Bank regulators in Europe should heed this and follow the U.S. example. We need full public disclosure of the results of the upcoming stress tests of European banks. The current plan of only informing the finance ministers and executive agencies should be reconsidered because it may not provide the clarity that is vital to the return of confidence in the European financial system.
Some argue the U.S. stress tests were imperfect—that the economic assumptions underlying them were too optimistic. This is beside the point. More than anything, the stress test results assured us the banks' books were being inspected from the outside and the Obama Administration was not about to nationalize the banks. Once the results provided this clarity for all to see, the markets reacted positively.
What we are seeing in this global crisis is a growing and lasting need for clarity. Transparency and accountability have always been worthy ideals; now they are becoming mandatory requirements for doing business.
Rebuilding Confidence In April, I hosted some 40 CEOs and academics around the globe in Frankfurt at a small workshop. In speaking to them and listening to their concerns, it soon became very clear that the most important common goal was rebuilding trust and confidence in the world of business.
The public demand for clarity in the financial system is just the starting point. I believe transparency and accountability is necessary for all businesses in this new, post-Lehman Brothers era.
Consider the huge influx of money—larger than the New Deal and Marshall Plan combined—that is now being poured into the system by governments through stimulus packages and recovery programs. This is taxpayer money. It involves the public trust. There must be a clear view into how the money is spent and how it is strengthening the economy. We are already seeing armies of lobbyists trying to channel the money to their patrons.
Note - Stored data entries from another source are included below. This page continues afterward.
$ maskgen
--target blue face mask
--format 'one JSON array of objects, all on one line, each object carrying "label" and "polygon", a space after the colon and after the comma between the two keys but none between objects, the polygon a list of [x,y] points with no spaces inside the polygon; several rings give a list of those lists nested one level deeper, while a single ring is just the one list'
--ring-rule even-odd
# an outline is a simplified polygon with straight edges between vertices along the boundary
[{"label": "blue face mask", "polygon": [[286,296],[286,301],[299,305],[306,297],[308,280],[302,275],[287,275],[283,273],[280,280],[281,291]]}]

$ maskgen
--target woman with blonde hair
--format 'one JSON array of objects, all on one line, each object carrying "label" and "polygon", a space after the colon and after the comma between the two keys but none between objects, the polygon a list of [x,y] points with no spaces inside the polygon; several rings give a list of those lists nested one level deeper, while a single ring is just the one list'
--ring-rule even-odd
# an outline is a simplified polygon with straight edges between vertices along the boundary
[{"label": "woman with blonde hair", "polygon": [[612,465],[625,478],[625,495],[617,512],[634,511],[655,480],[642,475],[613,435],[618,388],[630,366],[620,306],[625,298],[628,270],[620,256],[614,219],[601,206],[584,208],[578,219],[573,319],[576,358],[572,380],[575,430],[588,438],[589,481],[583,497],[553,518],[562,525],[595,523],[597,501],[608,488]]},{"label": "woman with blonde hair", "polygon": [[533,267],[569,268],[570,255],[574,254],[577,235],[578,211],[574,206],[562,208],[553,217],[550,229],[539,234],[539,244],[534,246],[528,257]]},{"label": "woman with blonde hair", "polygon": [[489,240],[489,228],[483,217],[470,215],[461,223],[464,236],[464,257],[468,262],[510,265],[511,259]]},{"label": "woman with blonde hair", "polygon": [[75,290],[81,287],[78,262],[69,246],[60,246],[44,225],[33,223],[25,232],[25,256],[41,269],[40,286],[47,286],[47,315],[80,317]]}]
The U.S. inspector general overseeing the government's bailout program says he has already initiated "almost 20 criminal investigations into allegations of fraud."
The only way to manage this unprecedented recovery effort successfully is for politicians, regulators, and corporations to institute smart and comprehensive systems for tracking the spending and to control and prevent any abuse. They must be fully aware of every cent that is coming in and going out. There can be no uncertainty. The recovery demands that we deliver outcomes consistently and repeatedly over time to reestablish trust in the free market system.
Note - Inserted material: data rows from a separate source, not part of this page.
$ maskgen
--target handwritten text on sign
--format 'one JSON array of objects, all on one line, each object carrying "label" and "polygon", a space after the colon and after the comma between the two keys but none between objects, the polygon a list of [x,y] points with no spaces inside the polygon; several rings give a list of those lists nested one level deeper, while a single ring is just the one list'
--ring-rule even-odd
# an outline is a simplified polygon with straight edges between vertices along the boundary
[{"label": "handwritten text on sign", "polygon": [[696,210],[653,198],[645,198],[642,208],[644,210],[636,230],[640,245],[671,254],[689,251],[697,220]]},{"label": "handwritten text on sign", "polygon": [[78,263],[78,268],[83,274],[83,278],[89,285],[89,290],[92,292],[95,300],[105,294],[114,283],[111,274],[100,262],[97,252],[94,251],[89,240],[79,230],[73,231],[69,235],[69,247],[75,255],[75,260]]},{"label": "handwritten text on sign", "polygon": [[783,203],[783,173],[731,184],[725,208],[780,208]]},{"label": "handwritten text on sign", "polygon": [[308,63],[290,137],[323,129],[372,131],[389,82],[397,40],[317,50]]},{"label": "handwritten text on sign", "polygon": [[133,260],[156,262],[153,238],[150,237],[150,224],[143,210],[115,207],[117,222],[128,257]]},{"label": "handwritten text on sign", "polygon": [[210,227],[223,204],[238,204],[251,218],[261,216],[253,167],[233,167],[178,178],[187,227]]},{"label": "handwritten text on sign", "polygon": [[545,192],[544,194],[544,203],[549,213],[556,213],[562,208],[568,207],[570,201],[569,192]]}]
A Roman Example We all know that when accountability is stressed, it has remarkable results. In the days of the Roman empire, whenever an engineer constructed an arch, he had to be accountable right there and then. The Roman way was this: As the capstone was hoisted into place, the engineer would have to stand under the arch. No wonder we still see some of those arches standing after two millennia.
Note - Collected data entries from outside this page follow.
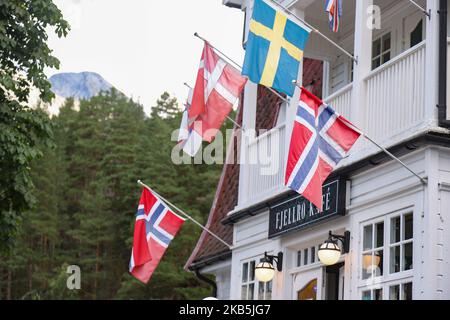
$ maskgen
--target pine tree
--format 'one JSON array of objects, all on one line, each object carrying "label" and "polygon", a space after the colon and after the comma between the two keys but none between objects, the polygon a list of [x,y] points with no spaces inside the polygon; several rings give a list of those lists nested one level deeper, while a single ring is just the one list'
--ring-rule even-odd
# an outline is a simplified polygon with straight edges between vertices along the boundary
[{"label": "pine tree", "polygon": [[[112,90],[68,99],[51,120],[55,146],[31,166],[36,206],[23,220],[10,254],[0,257],[2,299],[200,299],[210,288],[183,270],[201,230],[187,221],[151,281],[128,273],[134,217],[144,180],[205,223],[220,165],[175,165],[181,111],[164,93],[146,117],[141,105]],[[224,126],[223,129],[229,127]],[[79,265],[81,290],[65,286]]]}]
I am a big believer in enshrining best practices, and I submit that the clarity associated with the U.S. bank stress tests is a best practice that should be followed by the Committee of European Banking Supervisors. Europe, like the U.S., should lead by example and not revert to an elitist approach that fails to restore confidence in the European banking system.
It reminds me of why we got into this mess in the first place. It wasn't that the banks weren't running risk models. Banks have always been at the forefront of risk management, using armies of PhDs in mathematics and cutting-edge technology to try to keep risk under control. Yet we can see that the experts failed. I believe the key reason was an absence of clarity and visibility. Banks did not have an integrated strategy-to-execution process that fully accounted for risk. Indeed, banks' legacy information systems were often disconnected—making it difficult to get timely and complete visibility on risk.
Thanks to that failure, we are now living with a new, starker reality. I am reminded of what Molière said: "It is not only what we do, but also what we do not do, for which we are accountable."
In the post-Lehman world, obfuscation will once again lead to dangerous consequences. On the other hand, a focus on clarity and accountability will help us rebuild trust in business.